Kaybolan Bağlar’ın en önemli önerileri arasında birlik olmanın, ait olduğumuz her şeye değer kazandırmanın ne kadar önemli olduğunu yaşananlar üzerinden bir kez daha anlamış oldum. Tanıklığın getirdiği tecrübe ve kazanım, elbette herkes için aynı sonuçları doğurmaz. Yine de denemek, yönelişin birikimlerle donatılarak çoğaltılması mümkün. Berlin’de, yaşadığı bölgedeki kira artışlarından dolayı kirasını geciktiren, icra memurları gelmeden önce de kendini öldüreceği notunu bırakan ve sonrasında kendisi gibi olan “öteki”lerle bir araya gelerek direnen altmış üç yaşındaki Naciye Cengiz bu çıkarımın en canlı örneği.
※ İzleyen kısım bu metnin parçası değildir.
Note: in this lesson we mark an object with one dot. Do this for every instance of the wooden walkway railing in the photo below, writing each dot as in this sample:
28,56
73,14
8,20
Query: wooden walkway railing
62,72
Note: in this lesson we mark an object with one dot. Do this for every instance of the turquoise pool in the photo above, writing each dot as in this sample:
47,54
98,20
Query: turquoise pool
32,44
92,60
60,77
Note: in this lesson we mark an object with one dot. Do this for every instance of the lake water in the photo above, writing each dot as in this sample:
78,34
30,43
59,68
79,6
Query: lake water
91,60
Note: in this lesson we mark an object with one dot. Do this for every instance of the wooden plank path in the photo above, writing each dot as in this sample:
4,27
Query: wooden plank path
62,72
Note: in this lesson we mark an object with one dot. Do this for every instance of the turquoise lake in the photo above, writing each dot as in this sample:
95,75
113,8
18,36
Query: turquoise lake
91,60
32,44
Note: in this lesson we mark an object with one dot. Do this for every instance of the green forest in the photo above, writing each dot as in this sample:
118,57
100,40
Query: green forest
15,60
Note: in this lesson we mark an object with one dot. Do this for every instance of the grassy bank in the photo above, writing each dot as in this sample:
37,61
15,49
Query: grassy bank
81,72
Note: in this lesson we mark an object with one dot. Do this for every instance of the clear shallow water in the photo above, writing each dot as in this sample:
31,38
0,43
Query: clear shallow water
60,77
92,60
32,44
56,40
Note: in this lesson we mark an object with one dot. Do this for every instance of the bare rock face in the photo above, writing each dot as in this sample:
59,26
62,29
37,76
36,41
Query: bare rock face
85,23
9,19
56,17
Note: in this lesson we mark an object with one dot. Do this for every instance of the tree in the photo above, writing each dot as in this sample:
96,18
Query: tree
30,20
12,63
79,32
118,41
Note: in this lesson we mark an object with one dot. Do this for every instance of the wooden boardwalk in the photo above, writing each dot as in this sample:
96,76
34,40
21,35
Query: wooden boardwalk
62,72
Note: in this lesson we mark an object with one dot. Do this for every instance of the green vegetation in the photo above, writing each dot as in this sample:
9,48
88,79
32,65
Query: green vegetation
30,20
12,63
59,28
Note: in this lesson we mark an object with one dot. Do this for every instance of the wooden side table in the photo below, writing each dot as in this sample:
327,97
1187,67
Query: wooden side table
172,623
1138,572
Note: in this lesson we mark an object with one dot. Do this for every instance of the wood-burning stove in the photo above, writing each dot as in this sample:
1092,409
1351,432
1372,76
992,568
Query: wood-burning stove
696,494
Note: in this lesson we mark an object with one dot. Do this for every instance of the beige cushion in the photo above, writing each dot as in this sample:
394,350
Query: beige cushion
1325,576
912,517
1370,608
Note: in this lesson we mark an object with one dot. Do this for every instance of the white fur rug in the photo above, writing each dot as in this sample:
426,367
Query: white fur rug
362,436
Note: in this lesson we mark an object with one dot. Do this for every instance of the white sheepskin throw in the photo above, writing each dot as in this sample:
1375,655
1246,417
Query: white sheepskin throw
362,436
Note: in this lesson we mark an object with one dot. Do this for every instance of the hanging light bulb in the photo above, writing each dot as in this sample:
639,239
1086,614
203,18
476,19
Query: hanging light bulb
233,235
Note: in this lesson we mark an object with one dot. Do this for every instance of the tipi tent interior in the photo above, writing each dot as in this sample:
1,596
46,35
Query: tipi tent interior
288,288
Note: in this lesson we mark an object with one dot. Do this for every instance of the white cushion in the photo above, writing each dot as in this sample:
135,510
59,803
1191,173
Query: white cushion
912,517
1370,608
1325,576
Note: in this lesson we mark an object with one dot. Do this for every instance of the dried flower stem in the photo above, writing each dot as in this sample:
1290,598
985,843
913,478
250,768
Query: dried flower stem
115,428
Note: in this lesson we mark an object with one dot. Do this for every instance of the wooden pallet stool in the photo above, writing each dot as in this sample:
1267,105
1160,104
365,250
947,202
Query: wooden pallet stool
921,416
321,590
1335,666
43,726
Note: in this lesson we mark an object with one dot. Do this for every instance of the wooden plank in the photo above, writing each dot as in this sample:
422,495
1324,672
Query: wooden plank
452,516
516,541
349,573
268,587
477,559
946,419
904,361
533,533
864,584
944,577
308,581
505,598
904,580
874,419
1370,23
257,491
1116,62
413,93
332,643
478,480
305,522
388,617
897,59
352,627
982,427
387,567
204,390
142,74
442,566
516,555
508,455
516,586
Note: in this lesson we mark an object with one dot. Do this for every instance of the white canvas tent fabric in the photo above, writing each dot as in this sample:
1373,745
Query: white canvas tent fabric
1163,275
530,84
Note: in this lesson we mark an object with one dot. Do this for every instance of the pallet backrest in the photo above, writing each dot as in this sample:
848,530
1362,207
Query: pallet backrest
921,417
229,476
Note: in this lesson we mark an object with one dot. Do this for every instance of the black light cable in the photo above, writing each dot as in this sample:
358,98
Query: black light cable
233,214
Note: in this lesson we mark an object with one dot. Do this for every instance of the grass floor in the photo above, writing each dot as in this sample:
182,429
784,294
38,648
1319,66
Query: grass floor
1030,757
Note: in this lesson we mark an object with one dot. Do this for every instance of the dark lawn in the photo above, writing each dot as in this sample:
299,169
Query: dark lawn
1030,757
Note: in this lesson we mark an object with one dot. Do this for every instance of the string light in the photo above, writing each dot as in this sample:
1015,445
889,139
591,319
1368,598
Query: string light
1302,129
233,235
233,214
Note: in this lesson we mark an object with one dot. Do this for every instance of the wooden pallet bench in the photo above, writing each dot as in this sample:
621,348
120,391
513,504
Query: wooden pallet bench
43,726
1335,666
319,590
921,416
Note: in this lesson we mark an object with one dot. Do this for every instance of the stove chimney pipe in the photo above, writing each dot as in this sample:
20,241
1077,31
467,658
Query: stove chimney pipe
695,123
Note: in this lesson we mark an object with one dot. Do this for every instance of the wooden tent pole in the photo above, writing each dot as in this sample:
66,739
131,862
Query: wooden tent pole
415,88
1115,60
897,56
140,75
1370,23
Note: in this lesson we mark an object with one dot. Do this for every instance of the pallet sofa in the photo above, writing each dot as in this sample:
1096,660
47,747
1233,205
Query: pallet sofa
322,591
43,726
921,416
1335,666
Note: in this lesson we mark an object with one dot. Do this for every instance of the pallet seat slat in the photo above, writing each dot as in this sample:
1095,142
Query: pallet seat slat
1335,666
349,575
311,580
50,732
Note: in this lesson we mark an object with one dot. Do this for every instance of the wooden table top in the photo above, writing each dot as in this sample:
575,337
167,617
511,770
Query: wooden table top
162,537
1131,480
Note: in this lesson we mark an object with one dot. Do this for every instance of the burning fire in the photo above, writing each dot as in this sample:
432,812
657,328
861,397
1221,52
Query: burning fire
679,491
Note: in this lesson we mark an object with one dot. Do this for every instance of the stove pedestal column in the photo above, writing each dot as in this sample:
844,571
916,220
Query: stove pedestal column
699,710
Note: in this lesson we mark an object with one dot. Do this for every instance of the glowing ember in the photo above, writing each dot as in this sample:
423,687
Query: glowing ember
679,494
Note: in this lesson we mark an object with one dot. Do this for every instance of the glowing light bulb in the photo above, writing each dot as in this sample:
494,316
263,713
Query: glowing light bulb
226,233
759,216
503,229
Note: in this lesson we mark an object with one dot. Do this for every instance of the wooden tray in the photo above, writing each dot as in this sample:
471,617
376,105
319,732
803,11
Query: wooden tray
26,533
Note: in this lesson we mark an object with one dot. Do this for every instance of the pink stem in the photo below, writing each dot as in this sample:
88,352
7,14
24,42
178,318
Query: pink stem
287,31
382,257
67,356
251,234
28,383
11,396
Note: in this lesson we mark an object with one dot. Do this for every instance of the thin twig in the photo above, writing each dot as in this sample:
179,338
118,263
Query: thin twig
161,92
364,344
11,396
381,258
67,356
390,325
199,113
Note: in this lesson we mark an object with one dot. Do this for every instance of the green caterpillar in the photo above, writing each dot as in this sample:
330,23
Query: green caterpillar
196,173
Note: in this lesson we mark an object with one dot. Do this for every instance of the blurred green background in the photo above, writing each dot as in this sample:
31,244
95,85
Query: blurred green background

Sürecin sonunda kazanımlar elde eden insanların varlığı da bir diğer başarının mümkün olabileceğinin kanıtı olarak anlatılmış. Yan yana olmak ve mevcut sorunlarla birlikte mücadele etmek, “bizi anlamlı değerlere götüren bir tünel” olabilir.
Kaybettiğimiz değerlere sorular yönelterek özdeki ihtiyacın sorgulanmasını öneren yazar, “kopukluk” üzerinde önemli bir noktada durmuş. İletişim çağının yapay beraberlik kurguları da bu noktaların başında geliyor elbette. Gerçek temasla birlikte mümkün olan paylaşımın gerçekleştirilmesi, “başka türlü bir antidepresan” olarak ifade ediliyor ve yeniden bağ kurmanın önündeki engellerin yıkılmasına olanak sağlanıyor. Başka insanların yaşadığı hayatlar üzerinden tutulan bu ayna, biricik olan yaşamın zamandan bağımsız olmayan dinamiklerini yeniden harekete geçirebileceğimizi gösteriyor. Çünkü bir sonraki aşamada neyin ne olacağını anlamak, anlamlandırmak ve tasarlamak yine insanın kendi ellerinde. Sevgi de bütün bu tasarının hiç de yabana atılmayacak anahtarları arasında yer alıyor. İnsanların elde ettiği kazanımlara bakınca, içinden geçtikleri sıkıntıların hiçbir zaman kolaylıkla aşılabildiğini düşünmedim. Aksine, coğrafya ve kültür farklılıkları üzerinden düşününce her dönem zor ve uzun bir süreç olduğunu hissettim. Johann Hari, bu durumun da çözümsüz olmadığını vurguluyor. Elbette her şeyin kökten çözüleceğine dair işaretler yok kitapta. Geri dönüşler, tekrar edişler mümkün. Ancak harekete geçmek ve yol almak, çoğu zaman tekrar düşüşlerin şiddetinin azalmasında büyük ölçüde rol oynuyor. Doğaya, sevgiye, bir arada olmaya, kolektif bir dayanışmaya vurgu yapan Johann Hari, düşüncelerini şu sözlerle tamamlıyor: “Çok uzun süredir kabilesiz ve bağlantısız yaşıyoruz. Hepimizin eve dönme zamanı geldi.”[2]